Medical Ethics

Julie Ponesse, PhD
Director of Medical Ethics

Richard Amerling, MD
Chief Academic Officer

Statement on Medical Ethics  

By Richard Amerling, MD, Chief Academic Officer and Julie Ponesse, Director of Medical Ethics

Medical Ethics has been either abandoned wholesale or highly manipulated over the last 40+ years.

Reaffirmation of Medical Ethics is an absolute precondition to the restoration of the medical profession. The Oath of Hippocrates remains the gold standard expression of medical ethics. It is a solemn pronouncement by which a physician acknowledges and pledges oneself to the priority of patient well-being, and to confidentiality, precaution, beneficence and non-maleficence over coercion, compliance and self-interest. Medical Ethics undergirds the Standard of Care.

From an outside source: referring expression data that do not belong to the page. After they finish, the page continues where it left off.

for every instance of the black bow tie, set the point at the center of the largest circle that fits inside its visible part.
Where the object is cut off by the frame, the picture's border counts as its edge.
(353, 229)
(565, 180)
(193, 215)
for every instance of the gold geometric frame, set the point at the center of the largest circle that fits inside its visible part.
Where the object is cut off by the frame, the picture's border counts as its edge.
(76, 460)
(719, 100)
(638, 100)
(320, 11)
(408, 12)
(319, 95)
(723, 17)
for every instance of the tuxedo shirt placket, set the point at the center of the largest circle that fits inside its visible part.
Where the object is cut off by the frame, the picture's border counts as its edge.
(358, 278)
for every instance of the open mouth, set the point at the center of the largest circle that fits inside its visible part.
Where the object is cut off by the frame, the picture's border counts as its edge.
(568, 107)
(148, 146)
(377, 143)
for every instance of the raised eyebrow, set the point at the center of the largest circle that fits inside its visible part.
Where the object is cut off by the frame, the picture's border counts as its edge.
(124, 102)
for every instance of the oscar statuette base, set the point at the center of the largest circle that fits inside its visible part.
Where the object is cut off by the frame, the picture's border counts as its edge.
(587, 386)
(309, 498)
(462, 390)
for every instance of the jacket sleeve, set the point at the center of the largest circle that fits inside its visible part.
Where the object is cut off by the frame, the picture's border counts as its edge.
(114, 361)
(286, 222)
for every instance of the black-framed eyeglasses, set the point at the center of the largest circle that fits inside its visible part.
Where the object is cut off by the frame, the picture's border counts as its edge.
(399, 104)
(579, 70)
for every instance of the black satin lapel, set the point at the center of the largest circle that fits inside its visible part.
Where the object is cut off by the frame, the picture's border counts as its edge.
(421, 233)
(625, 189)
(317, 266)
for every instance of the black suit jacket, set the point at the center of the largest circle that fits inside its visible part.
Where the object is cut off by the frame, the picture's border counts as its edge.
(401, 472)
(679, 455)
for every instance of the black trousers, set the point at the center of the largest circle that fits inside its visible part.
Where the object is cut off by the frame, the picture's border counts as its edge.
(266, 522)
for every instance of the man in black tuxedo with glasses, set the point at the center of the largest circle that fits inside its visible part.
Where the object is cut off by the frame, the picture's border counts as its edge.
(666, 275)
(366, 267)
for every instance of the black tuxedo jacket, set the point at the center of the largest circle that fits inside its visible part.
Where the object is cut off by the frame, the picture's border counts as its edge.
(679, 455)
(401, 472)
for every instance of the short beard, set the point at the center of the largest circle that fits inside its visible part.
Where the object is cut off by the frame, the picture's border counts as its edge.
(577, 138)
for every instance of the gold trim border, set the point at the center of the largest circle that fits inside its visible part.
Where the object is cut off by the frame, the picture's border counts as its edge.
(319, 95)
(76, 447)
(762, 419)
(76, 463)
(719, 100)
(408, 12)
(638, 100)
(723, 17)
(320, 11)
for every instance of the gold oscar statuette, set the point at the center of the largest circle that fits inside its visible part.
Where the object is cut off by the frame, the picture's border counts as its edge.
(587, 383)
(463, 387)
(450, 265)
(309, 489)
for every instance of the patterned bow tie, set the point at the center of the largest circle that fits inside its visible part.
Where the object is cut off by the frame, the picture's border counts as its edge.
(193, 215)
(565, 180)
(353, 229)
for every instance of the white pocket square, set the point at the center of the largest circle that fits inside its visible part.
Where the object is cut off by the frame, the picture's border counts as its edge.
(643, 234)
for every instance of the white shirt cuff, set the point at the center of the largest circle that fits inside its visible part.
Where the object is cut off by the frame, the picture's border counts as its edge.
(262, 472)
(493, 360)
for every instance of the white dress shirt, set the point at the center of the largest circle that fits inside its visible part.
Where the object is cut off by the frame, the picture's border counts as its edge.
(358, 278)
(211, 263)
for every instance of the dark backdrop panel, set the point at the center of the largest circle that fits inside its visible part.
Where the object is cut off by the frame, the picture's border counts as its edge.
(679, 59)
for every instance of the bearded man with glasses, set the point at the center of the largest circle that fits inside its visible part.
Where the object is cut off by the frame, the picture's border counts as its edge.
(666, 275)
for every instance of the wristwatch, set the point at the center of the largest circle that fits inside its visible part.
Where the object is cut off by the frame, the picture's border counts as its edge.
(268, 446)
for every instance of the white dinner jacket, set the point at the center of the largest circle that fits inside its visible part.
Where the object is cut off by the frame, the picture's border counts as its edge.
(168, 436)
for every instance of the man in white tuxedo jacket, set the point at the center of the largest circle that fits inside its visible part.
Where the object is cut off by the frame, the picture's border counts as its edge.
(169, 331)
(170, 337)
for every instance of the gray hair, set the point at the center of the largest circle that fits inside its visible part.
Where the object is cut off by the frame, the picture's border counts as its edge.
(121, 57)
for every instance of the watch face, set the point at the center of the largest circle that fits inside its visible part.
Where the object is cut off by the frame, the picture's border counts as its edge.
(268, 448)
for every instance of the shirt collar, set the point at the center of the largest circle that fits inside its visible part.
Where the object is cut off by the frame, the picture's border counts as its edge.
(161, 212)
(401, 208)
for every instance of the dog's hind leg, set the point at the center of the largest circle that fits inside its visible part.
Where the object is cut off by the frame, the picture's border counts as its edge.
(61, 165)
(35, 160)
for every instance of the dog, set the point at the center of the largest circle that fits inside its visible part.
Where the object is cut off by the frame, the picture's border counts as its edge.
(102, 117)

Sadly, “standard of care” has morphed into “standardized care,” which is inherently unethical. In the face of the quality-of-care crisis, the third-party payer system, and declining trust in the medical establishment, reasserting the Oath is now more critical than ever.

Hippocrates’ Oath

(Translated by Amelia Arenas) —for Gary Lefer

I swear before my gods, my ancestors, my teachers, my fellow healers and apprentices, and by all the arts and knowledge I was privileged to learn, that I will stand by these words: I will love those who taught me these arts as I love my parents and I will offer my skills to the young with the same generosity that they were given to me. And I will never ask them for gold, but demand that they stand by this covenant in return. I also swear that if I earn fame and wealth, I will share it with my masters and my students. I will soothe the pain of anyone who needs my art, and if I don’t know how, I will seek the counsel of my teachers. I will offer those who suffer all my attention, my science and my love. Never will I betray them or risk their wellbeing to satisfy my vanity. I will not hurt my fellow or put a knife to his flesh if I don’t know how, or give him an herb to soothe his pain, even if he begs for it in anguish, if it might take away his breath.